Internal audits also arm an organization with data that reveals the strengths and weaknesses of a program. This information can be used to gain strategic insight into changes that are needed (eliminating much of the guesswork) and track improvements over time.

Removing the barriers to effective internal audits

Putting into place an effective, repeatable process for conducting internal audits requires, first and foremost, clear intent and careful planning.

The process

Fortunately, there is no shortage of resources that cover the process of creating and assessing internal audits. Best Practices For Your Next Internal Safety Audit stands as one such example. The article provides the following, seven useful tips:

  1. Make it clear to all involved that the focus of your internal audit is about the program and not about assigning blame to individuals. As with the creation of a successful and sustainable process for reporting near misses, the fear of retribution on the part of employees can be a major obstacle to establishing a culture of safety.
  2. When possible, on-site observation and examination of physical records can help to confirm that procedures are being followed and often provides an additional level of insight.
  3. Welcome the input of everyone involved in the audit process—supervisors, committee members, workers, etc.
  4. Transparency with your team around the audit process, benefits, and the results of internal audits is critical.
  5. Use every piece of information you obtain to assess strengths, weaknesses, and to foster thinking about how improvements can be made and measured.
  6. Schedule internal audits at regular intervals in order to reveal opportunities for improvement on a continual basis and to measure program success over time.
  7. When hazards are identified, close the loop by acting on findings, applying corrective actions that are followed through to completion.
The tools

In addition to the process, another roadblock can be the tools used to conduct internal audits. Most common is the use of spreadsheets, which come with problems that are well-documented and include the following:

  • Wasted time and reporting lags
  • Increased likelihood (and proliferation) of errors
  • Inability to collaborate with stakeholders

Add to this the fact that those responsible for gathering completed audit forms must, for example, send “one-off” reminders to request completed audit forms or follow-up on incomplete responses and dig through email inboxes to find if corrective actions have been completed.

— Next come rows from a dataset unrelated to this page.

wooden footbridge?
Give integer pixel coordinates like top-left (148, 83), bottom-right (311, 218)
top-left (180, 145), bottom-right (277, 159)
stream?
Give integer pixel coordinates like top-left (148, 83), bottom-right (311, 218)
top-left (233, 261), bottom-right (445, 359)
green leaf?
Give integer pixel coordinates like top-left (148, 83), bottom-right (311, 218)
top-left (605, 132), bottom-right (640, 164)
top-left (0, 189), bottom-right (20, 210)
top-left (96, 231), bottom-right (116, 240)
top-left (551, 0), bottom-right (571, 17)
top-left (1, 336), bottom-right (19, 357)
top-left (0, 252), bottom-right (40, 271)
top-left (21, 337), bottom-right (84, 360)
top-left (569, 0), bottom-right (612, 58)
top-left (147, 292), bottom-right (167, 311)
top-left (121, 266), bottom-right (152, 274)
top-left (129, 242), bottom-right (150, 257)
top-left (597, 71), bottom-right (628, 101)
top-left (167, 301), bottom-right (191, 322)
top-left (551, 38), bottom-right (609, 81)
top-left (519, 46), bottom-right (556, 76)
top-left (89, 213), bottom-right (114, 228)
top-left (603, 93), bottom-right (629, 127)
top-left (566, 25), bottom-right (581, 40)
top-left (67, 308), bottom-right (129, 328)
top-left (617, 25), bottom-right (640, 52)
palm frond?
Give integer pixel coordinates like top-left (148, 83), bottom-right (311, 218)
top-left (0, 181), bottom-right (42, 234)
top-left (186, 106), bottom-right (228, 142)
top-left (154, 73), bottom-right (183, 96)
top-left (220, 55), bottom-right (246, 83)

Using paper forms, spreadsheets, and managing communications related to an internal audit process means a more time-consuming, difficult process. Another result is that the valuable data collected is neither centralized nor accessible for reporting until responses are rekeyed or copied and pasted into a single master spreadsheet.

RMIS offers a solution to internal audit roadblocks

The right technology can help remove the roadblocks and reduce the burdens typically associated with internal audits. An article that outlines trends from the recent Origami Risk user conference provides a glimpse of what this looks like:

“Converting paper forms, circulating spreadsheets, and long email chains into simple, trackable digital forms and audits provide several benefits. First, the entire process becomes open and visible at every step. Next, metrics provide rates of compliance, identify bottlenecks, and suggest process adjustments that managers can use to improve the effort. Lastly, with data now reportable (instead of remaining stuck in a file cabinet or warehouse box), the organization gains new insights based on actionable intelligence.”

No one looks forward to internal audits. But with the right process and the right technology, internal audits can help to ensure compliance and drive safe workplace behavior. They can also be used to prepare the organization for external audits, should they come. Perhaps most importantly, they provide the data that shows how programs are performing and where fixes are needed. Or, put another way, “You can’t change what you can’t see. And you can’t see what you don’t audit.”